U.S. to Expand Central American Refugee Program
by Foster, on News
By Miriam Jordan
The Obama Administration announced Tuesday the expansion of programs that enable Central Americans fleeing violence to apply for refugee status, and said that Costa Rica has agreed to temporarily host some of the more vulnerable individuals before they are resettled in the U.S.
The plan is meant to address waves of migrants, many of them unaccompanied children, who have made the perilous journey over land to enter the U.S. illegally in the last two years. Once here, asylum seekers were housed in detention centers or placed with families while their cases were adjudicated.
Current efforts are “insufficient” to handle migrants who may have legitimate refugee claims, said Amy Pope, deputy Homeland Security adviser at the National Security Council.
Under the expansion plan, Department of Homeland Security officials will interview and screen most refugee applicants in El Salvador, Guatemala and Honduras—instead of in the U.S.

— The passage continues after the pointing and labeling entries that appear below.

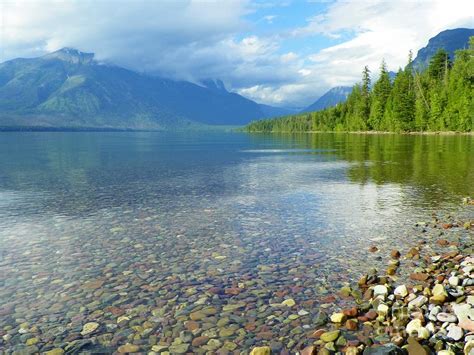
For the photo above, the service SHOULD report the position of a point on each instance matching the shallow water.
(155, 226)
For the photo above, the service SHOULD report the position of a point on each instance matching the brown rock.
(191, 325)
(351, 312)
(265, 335)
(419, 276)
(199, 341)
(467, 324)
(232, 291)
(250, 327)
(351, 324)
(93, 285)
(317, 333)
(309, 350)
(371, 315)
(415, 348)
(395, 254)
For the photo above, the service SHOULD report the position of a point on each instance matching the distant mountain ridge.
(331, 98)
(68, 88)
(449, 40)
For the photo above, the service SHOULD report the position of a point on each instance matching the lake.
(165, 238)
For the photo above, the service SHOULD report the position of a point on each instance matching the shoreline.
(424, 306)
(425, 133)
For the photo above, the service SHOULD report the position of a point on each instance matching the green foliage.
(441, 98)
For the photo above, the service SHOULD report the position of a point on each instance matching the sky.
(282, 53)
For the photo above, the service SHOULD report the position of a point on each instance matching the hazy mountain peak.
(214, 84)
(331, 98)
(71, 55)
(450, 40)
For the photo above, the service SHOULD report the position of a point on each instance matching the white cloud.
(379, 29)
(192, 40)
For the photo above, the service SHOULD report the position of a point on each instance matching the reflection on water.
(162, 228)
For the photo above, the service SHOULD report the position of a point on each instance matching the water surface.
(155, 226)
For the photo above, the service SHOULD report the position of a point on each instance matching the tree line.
(437, 98)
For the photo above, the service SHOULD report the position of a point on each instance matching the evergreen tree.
(380, 94)
(440, 98)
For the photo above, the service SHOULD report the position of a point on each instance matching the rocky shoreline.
(421, 302)
(429, 311)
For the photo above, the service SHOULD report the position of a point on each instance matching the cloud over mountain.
(263, 59)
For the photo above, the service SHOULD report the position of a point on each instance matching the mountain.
(450, 40)
(70, 89)
(331, 98)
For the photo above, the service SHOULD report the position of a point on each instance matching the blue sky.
(283, 53)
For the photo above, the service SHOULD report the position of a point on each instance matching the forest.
(436, 98)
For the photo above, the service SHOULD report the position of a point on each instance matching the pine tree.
(380, 94)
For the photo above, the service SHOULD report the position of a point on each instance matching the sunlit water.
(155, 226)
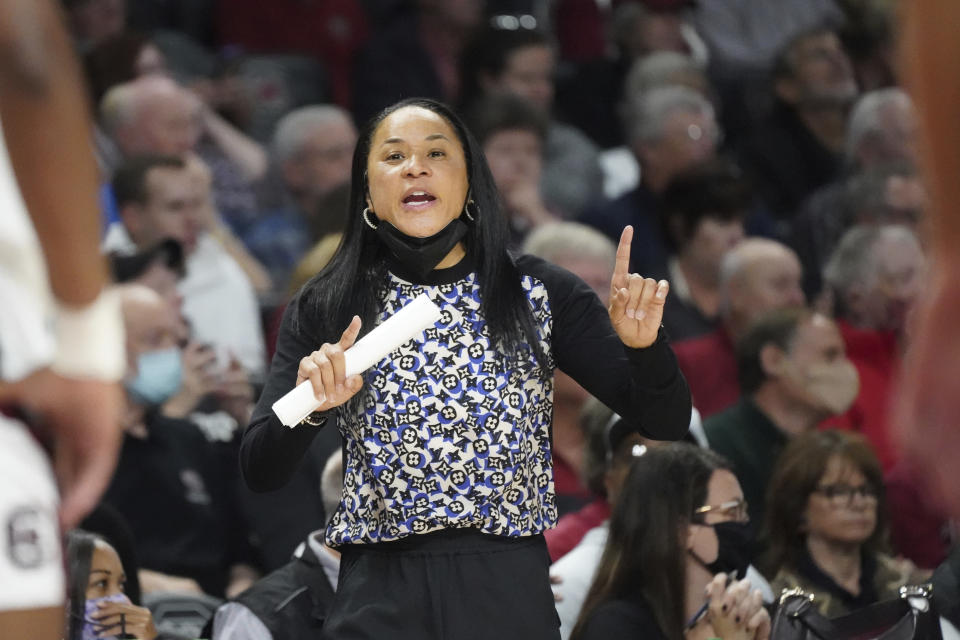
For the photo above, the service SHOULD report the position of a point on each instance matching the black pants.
(447, 585)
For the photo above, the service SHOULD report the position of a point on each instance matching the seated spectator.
(636, 32)
(670, 129)
(826, 523)
(591, 256)
(155, 115)
(162, 197)
(600, 473)
(756, 276)
(794, 374)
(651, 584)
(799, 147)
(577, 542)
(312, 152)
(522, 63)
(215, 392)
(880, 185)
(875, 278)
(290, 603)
(621, 173)
(512, 134)
(98, 606)
(416, 52)
(703, 210)
(169, 483)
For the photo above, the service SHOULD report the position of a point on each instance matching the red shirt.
(709, 363)
(876, 356)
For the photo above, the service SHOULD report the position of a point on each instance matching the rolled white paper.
(402, 326)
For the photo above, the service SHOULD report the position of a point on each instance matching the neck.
(827, 124)
(698, 577)
(840, 561)
(791, 417)
(703, 285)
(455, 256)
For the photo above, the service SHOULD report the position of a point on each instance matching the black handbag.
(912, 616)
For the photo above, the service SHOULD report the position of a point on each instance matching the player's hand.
(636, 303)
(326, 370)
(83, 417)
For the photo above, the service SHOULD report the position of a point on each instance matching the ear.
(771, 360)
(131, 216)
(787, 90)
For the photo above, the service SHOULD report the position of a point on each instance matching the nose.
(416, 166)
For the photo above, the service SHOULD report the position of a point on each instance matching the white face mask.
(832, 386)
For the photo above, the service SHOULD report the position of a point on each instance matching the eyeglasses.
(735, 510)
(841, 495)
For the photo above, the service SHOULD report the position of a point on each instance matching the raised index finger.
(622, 267)
(350, 334)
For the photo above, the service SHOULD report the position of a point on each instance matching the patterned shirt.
(450, 432)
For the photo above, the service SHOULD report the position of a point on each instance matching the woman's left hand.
(137, 621)
(636, 303)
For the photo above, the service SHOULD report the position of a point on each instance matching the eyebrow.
(432, 136)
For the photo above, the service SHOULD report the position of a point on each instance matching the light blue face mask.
(91, 607)
(159, 374)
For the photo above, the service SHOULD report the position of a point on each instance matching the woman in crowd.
(826, 524)
(448, 465)
(657, 586)
(98, 606)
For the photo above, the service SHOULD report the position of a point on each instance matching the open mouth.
(418, 199)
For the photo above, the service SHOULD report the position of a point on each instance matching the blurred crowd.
(761, 149)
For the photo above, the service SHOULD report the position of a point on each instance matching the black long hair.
(645, 551)
(80, 546)
(355, 280)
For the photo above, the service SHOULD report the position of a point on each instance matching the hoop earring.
(466, 210)
(366, 218)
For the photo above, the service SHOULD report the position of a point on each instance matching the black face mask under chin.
(735, 548)
(421, 255)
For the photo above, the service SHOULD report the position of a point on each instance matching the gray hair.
(295, 128)
(866, 118)
(658, 69)
(559, 240)
(854, 262)
(646, 115)
(331, 484)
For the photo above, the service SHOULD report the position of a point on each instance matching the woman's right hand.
(736, 612)
(325, 368)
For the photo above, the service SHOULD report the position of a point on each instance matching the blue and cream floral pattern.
(448, 431)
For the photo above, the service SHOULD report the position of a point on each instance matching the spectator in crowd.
(703, 212)
(799, 147)
(96, 597)
(416, 52)
(290, 603)
(577, 542)
(591, 256)
(522, 63)
(756, 276)
(793, 373)
(168, 476)
(875, 277)
(670, 129)
(652, 585)
(512, 135)
(151, 115)
(163, 197)
(826, 525)
(312, 147)
(636, 32)
(661, 69)
(881, 186)
(93, 21)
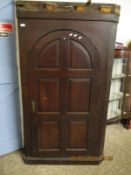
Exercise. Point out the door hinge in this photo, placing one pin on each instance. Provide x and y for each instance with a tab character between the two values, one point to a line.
33	105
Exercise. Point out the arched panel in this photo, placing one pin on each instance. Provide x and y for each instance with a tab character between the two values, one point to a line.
49	55
78	56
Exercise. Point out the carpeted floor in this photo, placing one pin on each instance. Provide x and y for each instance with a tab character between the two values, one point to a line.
117	144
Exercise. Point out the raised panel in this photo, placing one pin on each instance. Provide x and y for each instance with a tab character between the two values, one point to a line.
48	135
79	91
78	56
48	94
49	55
77	135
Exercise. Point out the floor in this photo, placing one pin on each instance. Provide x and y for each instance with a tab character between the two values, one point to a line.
117	144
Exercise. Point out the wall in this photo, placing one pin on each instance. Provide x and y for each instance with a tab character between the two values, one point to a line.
123	32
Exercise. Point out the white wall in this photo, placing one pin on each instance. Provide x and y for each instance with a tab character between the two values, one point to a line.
123	32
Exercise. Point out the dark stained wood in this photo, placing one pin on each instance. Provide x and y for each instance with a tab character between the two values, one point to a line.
66	72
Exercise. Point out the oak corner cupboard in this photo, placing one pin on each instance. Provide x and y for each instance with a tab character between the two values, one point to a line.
66	54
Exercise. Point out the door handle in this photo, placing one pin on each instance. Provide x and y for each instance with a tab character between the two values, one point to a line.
33	105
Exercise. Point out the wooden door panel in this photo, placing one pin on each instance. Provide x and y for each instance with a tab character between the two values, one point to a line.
79	91
49	55
79	57
62	75
77	135
48	135
48	94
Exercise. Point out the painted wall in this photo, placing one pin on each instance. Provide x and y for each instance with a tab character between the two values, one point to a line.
123	32
10	134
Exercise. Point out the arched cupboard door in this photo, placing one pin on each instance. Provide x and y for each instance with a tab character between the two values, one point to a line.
64	80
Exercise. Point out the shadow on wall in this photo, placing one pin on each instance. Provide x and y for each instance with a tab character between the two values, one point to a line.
10	137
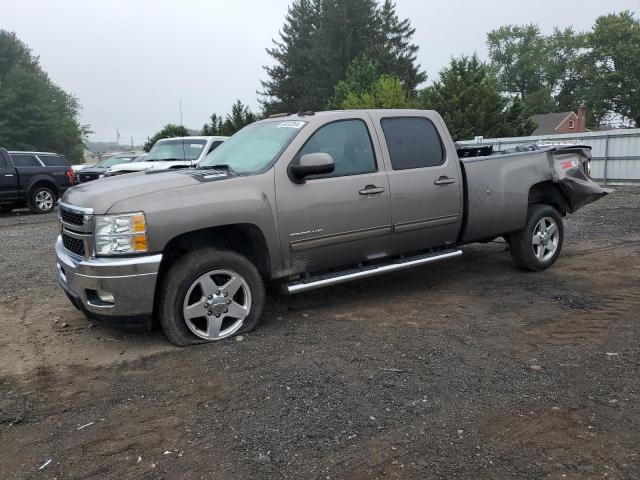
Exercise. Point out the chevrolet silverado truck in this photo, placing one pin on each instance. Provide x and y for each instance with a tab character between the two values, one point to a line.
34	179
305	201
170	154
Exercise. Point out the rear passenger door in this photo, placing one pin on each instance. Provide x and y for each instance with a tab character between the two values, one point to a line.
424	179
8	180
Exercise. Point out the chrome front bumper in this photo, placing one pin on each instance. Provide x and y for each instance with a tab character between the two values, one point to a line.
130	281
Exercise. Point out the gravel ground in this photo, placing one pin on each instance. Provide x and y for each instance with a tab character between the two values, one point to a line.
466	369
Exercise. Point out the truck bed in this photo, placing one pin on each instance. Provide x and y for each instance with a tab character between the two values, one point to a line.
496	199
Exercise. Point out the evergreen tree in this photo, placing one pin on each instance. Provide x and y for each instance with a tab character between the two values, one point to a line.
386	92
321	38
469	98
35	114
239	117
214	128
362	73
170	130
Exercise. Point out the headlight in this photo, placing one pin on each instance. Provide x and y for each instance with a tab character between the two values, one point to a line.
121	234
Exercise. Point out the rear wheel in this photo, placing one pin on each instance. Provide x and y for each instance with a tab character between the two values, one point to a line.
210	295
537	246
42	200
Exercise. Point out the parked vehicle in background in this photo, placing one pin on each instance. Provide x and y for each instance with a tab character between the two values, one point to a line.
94	172
34	179
171	153
306	200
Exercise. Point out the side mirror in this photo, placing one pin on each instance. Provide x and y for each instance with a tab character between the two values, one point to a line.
311	164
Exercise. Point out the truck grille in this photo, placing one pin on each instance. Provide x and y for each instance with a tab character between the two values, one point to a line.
74	245
71	218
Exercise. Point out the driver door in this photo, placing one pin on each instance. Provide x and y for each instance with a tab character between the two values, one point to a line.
341	218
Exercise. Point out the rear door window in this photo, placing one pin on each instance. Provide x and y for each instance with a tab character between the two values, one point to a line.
413	142
25	160
54	160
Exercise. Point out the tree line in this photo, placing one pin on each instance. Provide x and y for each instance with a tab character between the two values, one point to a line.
360	54
35	114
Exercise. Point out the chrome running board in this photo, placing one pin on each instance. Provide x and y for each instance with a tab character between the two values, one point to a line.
364	272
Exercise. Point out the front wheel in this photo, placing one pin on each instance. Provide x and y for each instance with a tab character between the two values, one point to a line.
210	295
42	200
537	246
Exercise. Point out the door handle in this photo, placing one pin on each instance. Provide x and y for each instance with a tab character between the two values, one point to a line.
371	190
444	181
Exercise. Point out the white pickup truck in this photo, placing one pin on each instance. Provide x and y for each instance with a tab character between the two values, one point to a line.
171	153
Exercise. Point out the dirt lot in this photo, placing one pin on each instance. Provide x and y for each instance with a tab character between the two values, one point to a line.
467	369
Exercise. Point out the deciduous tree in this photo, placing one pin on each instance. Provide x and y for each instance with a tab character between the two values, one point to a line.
469	98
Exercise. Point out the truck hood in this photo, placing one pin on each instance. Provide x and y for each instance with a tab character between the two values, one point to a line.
101	194
150	165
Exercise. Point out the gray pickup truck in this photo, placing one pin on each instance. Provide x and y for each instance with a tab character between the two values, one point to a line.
305	201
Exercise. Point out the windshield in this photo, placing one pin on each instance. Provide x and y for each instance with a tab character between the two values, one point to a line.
179	149
110	162
254	147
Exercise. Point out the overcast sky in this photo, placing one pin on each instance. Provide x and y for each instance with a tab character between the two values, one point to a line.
130	62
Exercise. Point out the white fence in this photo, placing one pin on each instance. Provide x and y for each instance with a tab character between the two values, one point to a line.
615	153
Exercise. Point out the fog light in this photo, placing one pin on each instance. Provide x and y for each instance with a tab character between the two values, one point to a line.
105	297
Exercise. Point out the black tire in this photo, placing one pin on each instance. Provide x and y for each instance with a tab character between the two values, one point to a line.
185	272
521	244
38	207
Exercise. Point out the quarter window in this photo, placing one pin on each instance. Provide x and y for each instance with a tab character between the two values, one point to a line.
413	142
22	160
348	143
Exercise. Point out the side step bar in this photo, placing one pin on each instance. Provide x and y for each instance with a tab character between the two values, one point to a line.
364	272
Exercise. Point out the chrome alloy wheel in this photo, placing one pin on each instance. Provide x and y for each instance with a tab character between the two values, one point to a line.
216	304
44	200
545	239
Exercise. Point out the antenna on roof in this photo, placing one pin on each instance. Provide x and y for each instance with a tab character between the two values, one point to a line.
184	155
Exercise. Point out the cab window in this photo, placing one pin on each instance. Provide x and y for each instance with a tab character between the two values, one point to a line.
349	144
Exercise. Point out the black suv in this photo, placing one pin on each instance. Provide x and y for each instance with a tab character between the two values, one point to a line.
34	179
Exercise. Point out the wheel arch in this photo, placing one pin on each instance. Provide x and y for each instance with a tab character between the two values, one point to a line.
244	238
42	182
549	193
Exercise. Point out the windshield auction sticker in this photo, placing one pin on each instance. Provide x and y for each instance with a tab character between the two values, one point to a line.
291	124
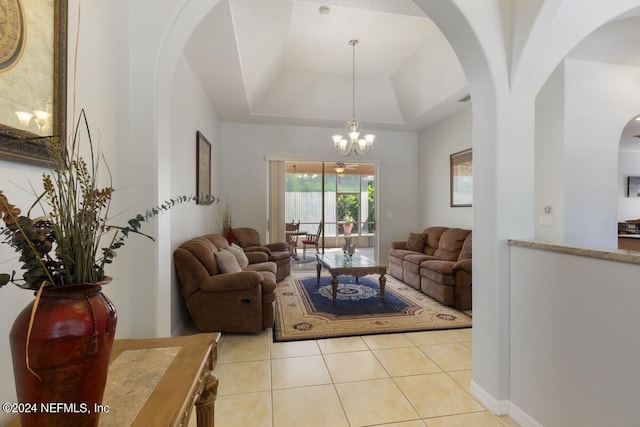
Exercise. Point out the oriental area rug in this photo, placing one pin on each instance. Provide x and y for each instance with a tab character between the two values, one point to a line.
305	311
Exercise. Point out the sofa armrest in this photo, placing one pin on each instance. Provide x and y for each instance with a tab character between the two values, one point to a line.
277	247
257	257
399	245
463	265
232	282
257	249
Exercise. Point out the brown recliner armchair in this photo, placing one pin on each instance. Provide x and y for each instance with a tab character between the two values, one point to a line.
225	302
249	240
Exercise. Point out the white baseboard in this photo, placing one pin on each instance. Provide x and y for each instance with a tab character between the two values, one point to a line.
502	407
497	407
522	418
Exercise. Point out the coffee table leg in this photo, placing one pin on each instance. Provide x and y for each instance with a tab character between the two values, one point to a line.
382	281
206	401
334	288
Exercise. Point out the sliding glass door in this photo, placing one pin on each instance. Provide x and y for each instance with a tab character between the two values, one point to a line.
337	194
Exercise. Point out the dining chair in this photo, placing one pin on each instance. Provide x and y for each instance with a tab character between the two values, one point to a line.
311	240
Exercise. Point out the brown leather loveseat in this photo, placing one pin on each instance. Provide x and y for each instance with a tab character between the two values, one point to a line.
221	294
249	240
437	262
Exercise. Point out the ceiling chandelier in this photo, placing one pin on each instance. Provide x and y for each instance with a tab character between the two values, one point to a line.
352	143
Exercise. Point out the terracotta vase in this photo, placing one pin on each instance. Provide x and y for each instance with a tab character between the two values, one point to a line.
69	349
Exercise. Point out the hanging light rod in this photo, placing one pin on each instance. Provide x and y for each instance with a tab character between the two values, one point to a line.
352	143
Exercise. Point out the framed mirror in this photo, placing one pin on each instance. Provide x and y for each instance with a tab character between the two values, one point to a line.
33	76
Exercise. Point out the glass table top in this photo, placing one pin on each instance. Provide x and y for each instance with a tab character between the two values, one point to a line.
341	260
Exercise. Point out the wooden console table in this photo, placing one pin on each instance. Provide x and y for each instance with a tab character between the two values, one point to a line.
157	381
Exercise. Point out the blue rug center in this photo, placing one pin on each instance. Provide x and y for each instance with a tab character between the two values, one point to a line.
352	298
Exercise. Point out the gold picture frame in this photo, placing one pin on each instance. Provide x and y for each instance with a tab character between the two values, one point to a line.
203	170
33	80
461	178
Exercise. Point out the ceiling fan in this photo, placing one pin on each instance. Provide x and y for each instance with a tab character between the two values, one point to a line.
341	167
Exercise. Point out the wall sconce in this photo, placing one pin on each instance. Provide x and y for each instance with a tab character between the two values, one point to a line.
42	119
24	118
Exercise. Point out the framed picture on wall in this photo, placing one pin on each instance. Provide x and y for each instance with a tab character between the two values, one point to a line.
203	170
461	178
633	186
33	77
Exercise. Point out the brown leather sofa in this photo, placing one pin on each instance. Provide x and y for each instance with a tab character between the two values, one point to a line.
249	240
437	262
239	301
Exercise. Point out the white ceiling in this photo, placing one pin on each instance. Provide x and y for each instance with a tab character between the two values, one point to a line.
283	62
616	42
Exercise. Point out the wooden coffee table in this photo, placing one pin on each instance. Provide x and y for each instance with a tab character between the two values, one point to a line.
164	378
357	266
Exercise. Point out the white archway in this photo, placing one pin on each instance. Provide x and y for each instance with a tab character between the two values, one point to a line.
503	84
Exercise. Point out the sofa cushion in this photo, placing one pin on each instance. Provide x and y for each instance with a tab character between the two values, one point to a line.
227	262
397	255
450	244
433	238
416	242
416	259
440	272
238	252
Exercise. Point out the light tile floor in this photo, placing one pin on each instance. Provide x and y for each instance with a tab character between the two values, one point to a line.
409	380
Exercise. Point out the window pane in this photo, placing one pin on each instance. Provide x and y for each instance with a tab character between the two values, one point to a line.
349	183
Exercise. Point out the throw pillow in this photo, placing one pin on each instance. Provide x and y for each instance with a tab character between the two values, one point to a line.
416	242
227	262
238	252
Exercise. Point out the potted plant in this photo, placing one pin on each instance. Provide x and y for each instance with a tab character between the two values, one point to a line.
61	342
348	224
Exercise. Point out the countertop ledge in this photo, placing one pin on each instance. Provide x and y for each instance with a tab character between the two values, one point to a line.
630	257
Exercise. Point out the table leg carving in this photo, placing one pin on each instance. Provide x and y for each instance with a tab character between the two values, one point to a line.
334	288
206	401
318	268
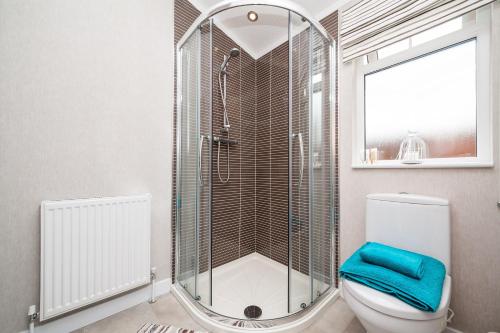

Those identified as needing immediate protection will be transferred to Costa Rica while their cases are processed.
The United States will also expand a two-year-old program designed for Central American minors. The program currently allows children under 21 with at least one parent living in the U.S. legally to be considered for refugee status. Under the new terms, a sibling, caregiver or another parent of a qualifying child also can apply.
The program was established in 2014 amid a spike in unaccompanied children entering the U.S. illegally. Since then, more than 9,500 applications have been filed, said Alejandro Mayorkas, deputy secretary of the Department of Homeland Security. But so far only several hundred children have been approved, he said.
In recent years, tens of thousands of minors and families, often mothers with children, have been apprehended at the Mexico-Texas border. Many of them are living in the U.S. while they await a court decision on their asylum claims; others remain in immigration detention centers.
Tuesday’s announcement drew criticism from Republicans who favor a crackdown on illegal immigration.
“Once again, the Obama Administration has decided to blow wide open any small discretion it has in order to reward individuals who have no lawful presence in the United States with the ability to bring their family members here,” said House Judiciary Committee Chairman Bob Goodlatte, a Republican from Virginia.